Und so arbeitete er einige Jahre, es gab keine andere Arbeit, es gab nichts, womit man die Familie erhalten und essen konnte. Das ist nicht wie heute. Deshalb gibt es nichts, worüber man sich beklagen kann. Man muss all diese Bedingungen annehmen, wie sie sind. Wenn du sie leicht verbessern kannst, verbessere sie, aber eigentlich ist der Zustand der Kommunikation, den wir haben, ein ausgezeichneter, besonderer Zustand, also segne ihn. Alles Übrige hängt vom Herzen ab.
Frage: Bezüglich des Punktes des Übergangs zwischen Zehnern. Oft sind diejenigen, die bitten, den Zehner zu wechseln, Freunde, die jeden Tag beim Morgenunterricht sind, und ihre Partner im Zehner kommen fast nicht. Ihnen ist wichtig, dass sie eine starke Umgebung zum Voranschreiten haben, und sie fühlen, dass sie in ihrem Zehner einfach niemanden haben, mit dem sie arbeiten können. Menschen kommen zu einem Viertel Unterricht, einem halben Unterricht, nicht jeden Tag. Und dann bitten solche Freunde nach langer Zeit, in der sie versuchen, die Freunde zu ermutigen und alles, und trotzdem ändert sich der Zustand im Zehner nicht, zu wechseln. Ist es in so einem Zustand einem Menschen erlaubt zu bitten, den Zehner zu wechseln?
Wenn es keine Wahl gibt, muss man darüber diskutieren.
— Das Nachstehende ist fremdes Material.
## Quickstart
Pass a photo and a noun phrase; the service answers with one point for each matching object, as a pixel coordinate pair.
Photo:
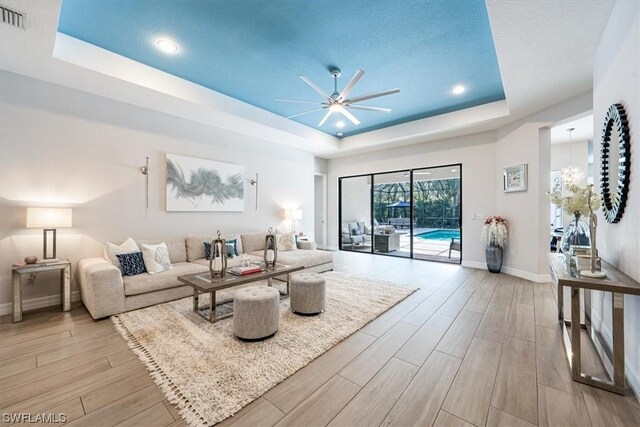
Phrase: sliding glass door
(356, 230)
(391, 213)
(413, 213)
(437, 200)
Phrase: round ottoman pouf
(308, 293)
(256, 312)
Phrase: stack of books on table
(243, 271)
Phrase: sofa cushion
(302, 258)
(156, 258)
(143, 283)
(286, 242)
(132, 264)
(177, 248)
(111, 250)
(252, 242)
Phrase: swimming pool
(439, 235)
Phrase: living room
(90, 129)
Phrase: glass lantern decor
(270, 249)
(218, 260)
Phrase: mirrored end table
(63, 266)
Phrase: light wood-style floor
(468, 348)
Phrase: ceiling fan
(338, 102)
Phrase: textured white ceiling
(545, 52)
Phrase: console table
(619, 284)
(62, 266)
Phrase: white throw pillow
(156, 258)
(286, 242)
(111, 250)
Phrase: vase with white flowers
(576, 204)
(495, 235)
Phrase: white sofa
(106, 292)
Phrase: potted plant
(494, 237)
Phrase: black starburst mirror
(615, 163)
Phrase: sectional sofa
(105, 291)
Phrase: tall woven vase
(493, 255)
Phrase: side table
(63, 266)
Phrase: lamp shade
(48, 217)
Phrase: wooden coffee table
(203, 283)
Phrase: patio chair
(354, 234)
(454, 246)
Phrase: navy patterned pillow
(233, 242)
(132, 264)
(230, 250)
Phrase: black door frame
(411, 214)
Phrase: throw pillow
(132, 264)
(233, 242)
(231, 250)
(156, 258)
(286, 242)
(111, 250)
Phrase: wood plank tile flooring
(469, 348)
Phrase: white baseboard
(40, 302)
(632, 376)
(537, 278)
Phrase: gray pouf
(308, 293)
(256, 312)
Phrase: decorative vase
(493, 255)
(575, 234)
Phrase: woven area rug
(210, 375)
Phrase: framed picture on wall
(202, 185)
(515, 178)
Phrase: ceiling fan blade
(371, 95)
(368, 108)
(315, 87)
(297, 101)
(324, 119)
(348, 115)
(306, 112)
(349, 87)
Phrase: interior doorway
(320, 210)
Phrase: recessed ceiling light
(167, 45)
(458, 90)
Man muss diskutieren, das ist nicht einfach, ich kann jetzt darauf keine Antwort geben. Kann nicht. Es ist wünschenswert, sich trotzdem zu bemühen, all diese Faulenzer anzuziehen, wenn man so über sie sagen kann, Entschuldigung, dass sie sich verbinden und zur Gruppe kommen.
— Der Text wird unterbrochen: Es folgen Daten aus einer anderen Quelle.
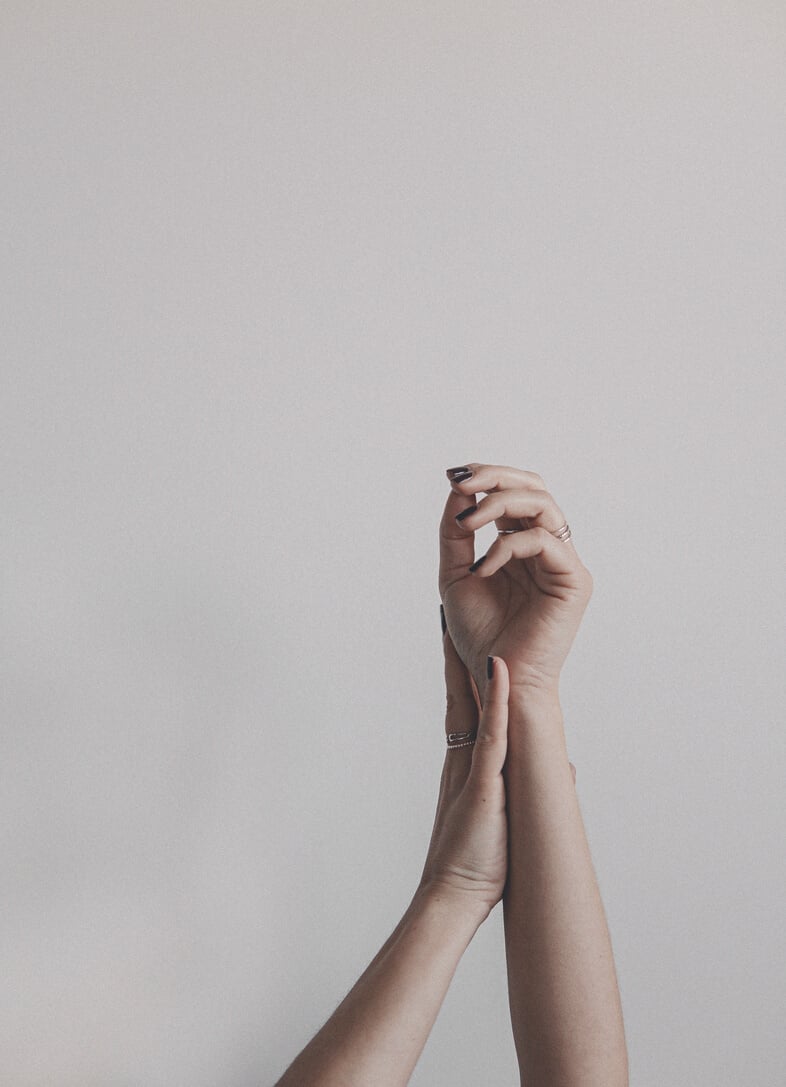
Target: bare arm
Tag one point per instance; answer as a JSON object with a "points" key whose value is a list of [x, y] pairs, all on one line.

Frage: In den 15 Jahren, die ich lerne, habe ich viele verschiedene Zustände gesehen, und es gibt Freunde, die wirklich, wie Sie sagen, Probleme in ihrem materiellen Leben lösen wollten und den Weg verließen. Aus meiner Erfahrung habe ich nie gesehen, dass sie darin Erfolg hatten. Andererseits, diese Freunde, die in verschiedenen komplexen Zuständen es trotzdem schafften zu bleiben und zu überwinden, heute sehe ich, dass sie letztendlich doch Erfolg hatten, auch materiell. Warum passiert das so, was ist die Erklärung dafür?
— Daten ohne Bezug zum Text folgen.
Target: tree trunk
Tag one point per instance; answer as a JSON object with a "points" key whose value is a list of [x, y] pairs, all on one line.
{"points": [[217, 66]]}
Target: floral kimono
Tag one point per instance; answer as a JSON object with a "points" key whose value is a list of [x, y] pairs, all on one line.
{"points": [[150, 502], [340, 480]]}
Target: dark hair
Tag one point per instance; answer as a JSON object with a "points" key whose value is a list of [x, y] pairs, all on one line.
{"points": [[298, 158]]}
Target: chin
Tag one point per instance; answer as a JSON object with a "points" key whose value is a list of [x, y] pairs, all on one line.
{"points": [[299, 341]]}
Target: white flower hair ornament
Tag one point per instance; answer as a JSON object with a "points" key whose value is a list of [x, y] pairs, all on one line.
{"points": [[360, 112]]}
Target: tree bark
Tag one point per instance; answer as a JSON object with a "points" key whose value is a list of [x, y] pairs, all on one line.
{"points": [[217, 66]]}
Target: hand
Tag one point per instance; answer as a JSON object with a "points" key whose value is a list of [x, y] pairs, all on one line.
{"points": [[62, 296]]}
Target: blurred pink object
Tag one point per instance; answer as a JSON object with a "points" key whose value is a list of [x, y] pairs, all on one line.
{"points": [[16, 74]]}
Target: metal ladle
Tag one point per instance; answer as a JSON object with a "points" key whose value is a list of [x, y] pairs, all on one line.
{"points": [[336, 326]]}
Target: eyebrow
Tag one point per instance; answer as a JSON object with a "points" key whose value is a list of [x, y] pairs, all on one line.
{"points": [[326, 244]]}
Darüber steht einfach geschrieben: "Gerade sind die Wege des Ewigen, Gerechte werden auf ihnen gehen und Frevler werden auf ihnen straucheln". Wer nach den Gesetzen der Natur geht, gewinnt letztendlich. Nur das Problem ist, ob er sieht, dass er gewinnt, denn das schließt auch diese Welt ein, auch die kommende Welt, auch nach dem Tod und auch davor in der Spiritualität. Das ist schwer, wir sehen nicht diese ganze Perspektive. Deshalb, wenn man es dem Menschen zeigen würde, würde er mit Wissen gehen und nicht mit Glauben, und dann ist es keine Korrektur und keine Spiritualität.
Deshalb müssen wir uns trotzdem bemühen, uns zwischen uns zu verbinden, und dass daraus Menschen Kraft erhalten. Denn in der Verbindung zwischen uns enthüllt sich der Schöpfer mehr, und dann kann die Kraft unserer Verbindung alle Menschen heilen, die einen Mangel an spiritueller Kraft fühlen.